Instructions for setting up an NTP server
(with AES-128-CMAC authentication support)
Follow these instructions to set up an NTP server in a Linux environment using the chrony
package and using AES-CMAC 128 bits
as the hash algorithm for the authentication mechanism in client-server communication.
Chrony must be built from Source for AES CMAC support
To use chrony with support for AES-CMAC 128, version 4.0 or above has to be installed in your system. (As mentioned in
the release notes,
chrony 4.0 provided support for AES CMAC functions with Nettle dependency. Neither Ubuntu 18.04 nor
Ubuntu 20.04 provide a chrony package version with AES-CMAC support in their LTS releases.
Instructions
1. Install dependencies of chrony before building it from source
The list of dependencies can be viewed here: https://chrony.tuxfamily.org/doc/4.1/installation.html. Download all the dependencies.
sudo apt-get install libcap libseccomp pkg-config nettle-dev
nettle is the required package for enabling CMAC support in chrony.

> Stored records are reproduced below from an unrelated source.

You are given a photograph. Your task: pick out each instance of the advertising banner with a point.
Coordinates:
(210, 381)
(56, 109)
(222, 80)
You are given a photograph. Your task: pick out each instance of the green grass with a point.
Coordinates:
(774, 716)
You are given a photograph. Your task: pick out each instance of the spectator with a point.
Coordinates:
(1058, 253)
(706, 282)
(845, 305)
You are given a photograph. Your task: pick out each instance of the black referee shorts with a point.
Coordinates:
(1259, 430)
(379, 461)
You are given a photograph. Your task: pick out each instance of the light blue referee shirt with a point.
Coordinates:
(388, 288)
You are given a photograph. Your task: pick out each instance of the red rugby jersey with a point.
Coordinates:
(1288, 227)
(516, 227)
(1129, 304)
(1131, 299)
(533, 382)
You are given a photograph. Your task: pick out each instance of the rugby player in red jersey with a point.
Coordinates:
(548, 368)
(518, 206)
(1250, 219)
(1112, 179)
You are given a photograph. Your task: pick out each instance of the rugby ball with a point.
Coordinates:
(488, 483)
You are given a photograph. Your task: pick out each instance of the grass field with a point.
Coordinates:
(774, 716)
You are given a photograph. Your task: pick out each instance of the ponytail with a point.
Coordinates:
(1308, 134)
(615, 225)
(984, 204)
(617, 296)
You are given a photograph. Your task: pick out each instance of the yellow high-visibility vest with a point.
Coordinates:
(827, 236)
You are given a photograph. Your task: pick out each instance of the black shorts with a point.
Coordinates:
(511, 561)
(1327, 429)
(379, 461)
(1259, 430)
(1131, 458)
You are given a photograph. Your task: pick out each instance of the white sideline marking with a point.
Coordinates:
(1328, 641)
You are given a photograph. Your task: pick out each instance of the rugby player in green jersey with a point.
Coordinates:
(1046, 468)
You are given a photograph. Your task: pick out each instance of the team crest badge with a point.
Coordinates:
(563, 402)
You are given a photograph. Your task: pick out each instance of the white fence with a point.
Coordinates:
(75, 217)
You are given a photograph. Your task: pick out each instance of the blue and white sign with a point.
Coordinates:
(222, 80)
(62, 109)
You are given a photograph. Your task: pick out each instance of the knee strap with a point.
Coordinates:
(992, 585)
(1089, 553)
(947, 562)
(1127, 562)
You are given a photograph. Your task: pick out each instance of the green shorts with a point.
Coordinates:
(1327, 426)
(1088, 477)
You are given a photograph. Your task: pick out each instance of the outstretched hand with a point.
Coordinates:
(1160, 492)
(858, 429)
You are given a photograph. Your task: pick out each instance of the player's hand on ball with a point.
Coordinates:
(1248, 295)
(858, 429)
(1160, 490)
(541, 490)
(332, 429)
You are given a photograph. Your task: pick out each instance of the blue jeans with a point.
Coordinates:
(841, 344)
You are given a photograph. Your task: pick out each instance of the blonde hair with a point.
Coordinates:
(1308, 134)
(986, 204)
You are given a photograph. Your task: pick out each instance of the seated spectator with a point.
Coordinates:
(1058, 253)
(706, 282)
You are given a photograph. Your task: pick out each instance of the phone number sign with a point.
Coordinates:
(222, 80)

If nettle-dev
does not
install the package headers files and its shared library, *.so files, then nettle will need to be
installed from source. Verify the installation of Nettle by looking for the presence of the nettle/cmac.h
file,
and the hogweed.so
and nettle.so
library files, that are usually placed under the
/usr/
folder. If you cannot locate these files, install Nettle from source as explained in the next step.

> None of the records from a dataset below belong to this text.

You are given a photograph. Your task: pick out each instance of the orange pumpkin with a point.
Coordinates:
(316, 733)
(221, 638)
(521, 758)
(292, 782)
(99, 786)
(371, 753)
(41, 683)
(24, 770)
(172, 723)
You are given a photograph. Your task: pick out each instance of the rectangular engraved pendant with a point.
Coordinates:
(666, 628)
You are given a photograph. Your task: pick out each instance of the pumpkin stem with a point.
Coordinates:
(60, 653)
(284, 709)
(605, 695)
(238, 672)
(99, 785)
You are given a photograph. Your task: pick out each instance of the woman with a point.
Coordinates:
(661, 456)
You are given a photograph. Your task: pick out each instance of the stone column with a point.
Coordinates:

Otherwise, skip to step 3.
For AL2 EC2 instances,
sudo yum install libcap libseccomp pkg-config nettle-dev
pkg-config and nettle-dev might not be found. Go to step 2.
2. (Optional) Install Nettle from Source
The build and install instructions for Nettle are here: https://www.linuxfromscratch.org/blfs/view/svn/postlfs/nettle.html. Follow
these instructions to install the package.

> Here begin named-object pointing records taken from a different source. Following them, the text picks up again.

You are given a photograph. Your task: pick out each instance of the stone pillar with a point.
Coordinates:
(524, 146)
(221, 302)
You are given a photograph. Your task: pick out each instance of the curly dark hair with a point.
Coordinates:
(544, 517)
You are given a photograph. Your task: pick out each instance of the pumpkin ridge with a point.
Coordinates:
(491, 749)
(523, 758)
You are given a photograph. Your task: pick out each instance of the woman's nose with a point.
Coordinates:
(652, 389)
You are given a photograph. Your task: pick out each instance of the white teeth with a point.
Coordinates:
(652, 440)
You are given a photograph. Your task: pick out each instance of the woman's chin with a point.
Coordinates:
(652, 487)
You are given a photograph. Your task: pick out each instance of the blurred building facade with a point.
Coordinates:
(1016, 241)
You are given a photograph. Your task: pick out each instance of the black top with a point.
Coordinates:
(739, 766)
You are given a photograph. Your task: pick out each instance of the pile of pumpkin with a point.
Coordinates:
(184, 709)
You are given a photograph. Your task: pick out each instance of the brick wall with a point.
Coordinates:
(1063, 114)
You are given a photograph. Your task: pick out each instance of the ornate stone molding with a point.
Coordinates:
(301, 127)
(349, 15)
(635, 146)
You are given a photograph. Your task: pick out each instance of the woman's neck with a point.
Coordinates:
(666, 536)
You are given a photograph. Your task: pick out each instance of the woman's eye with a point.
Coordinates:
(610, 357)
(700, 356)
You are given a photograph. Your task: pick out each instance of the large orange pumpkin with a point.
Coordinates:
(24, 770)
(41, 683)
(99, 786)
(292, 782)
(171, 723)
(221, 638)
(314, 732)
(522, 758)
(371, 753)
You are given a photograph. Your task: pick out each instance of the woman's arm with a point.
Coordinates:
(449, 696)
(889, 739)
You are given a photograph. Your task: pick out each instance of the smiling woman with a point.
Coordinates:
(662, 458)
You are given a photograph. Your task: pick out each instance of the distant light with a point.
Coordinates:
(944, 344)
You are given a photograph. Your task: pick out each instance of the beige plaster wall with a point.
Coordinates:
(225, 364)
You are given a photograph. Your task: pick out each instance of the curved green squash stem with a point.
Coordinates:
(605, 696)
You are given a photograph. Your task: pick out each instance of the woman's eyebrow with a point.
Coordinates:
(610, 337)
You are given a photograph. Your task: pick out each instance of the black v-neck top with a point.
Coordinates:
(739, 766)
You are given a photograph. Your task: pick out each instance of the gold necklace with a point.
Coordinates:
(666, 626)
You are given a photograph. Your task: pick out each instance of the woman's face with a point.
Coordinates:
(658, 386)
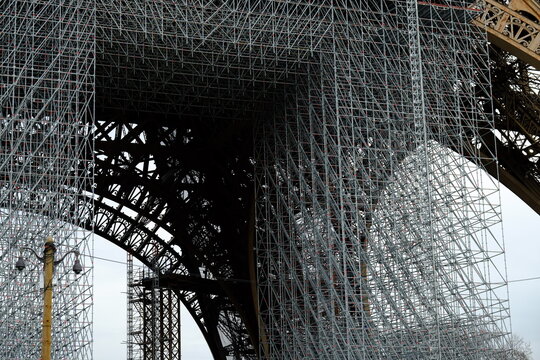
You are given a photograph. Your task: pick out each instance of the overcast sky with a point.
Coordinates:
(522, 237)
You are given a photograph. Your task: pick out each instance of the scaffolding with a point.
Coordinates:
(46, 110)
(374, 239)
(154, 326)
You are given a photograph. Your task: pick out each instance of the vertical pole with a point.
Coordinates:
(49, 251)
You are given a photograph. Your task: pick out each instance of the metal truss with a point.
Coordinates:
(514, 32)
(155, 329)
(46, 111)
(289, 169)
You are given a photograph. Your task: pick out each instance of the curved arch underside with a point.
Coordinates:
(174, 166)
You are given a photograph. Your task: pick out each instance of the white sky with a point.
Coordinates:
(522, 237)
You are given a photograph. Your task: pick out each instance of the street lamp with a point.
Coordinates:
(48, 268)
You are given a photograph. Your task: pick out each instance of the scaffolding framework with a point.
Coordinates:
(46, 111)
(372, 237)
(154, 327)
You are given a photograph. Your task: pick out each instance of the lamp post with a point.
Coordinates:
(48, 268)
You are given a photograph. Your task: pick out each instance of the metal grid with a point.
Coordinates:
(373, 239)
(155, 331)
(46, 109)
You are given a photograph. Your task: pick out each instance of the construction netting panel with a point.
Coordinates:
(46, 107)
(375, 239)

2.1 Download source and unzip
wget https://ftp.gnu.org/gnu/nettle/nettle-3.7.2.tar.gz
tar -xvf tar -xvf nettle-3.7.2.tar.gz
2.2 Build and install from source
./configure --prefix=/usr --disable-static && make -j8
sudo make install
sudo chmod -v 755 /usr/lib/lib{hogweed,nettle}.so
Verify the installation of Nettle by looking for the cmac.h
file in the /usr/include/nettle
directory
and the libogweed.so
and libnettle.so
libraries in the /usr/lib
directory. It is
okay if libhogweed.so cannot be found.
3. Build chrony from source
As mentioned earlier, chrony >= 4.0 is required for AES-CMAC authentication support (with Nettle). Thus, here are
the instructions for building and installing it from source.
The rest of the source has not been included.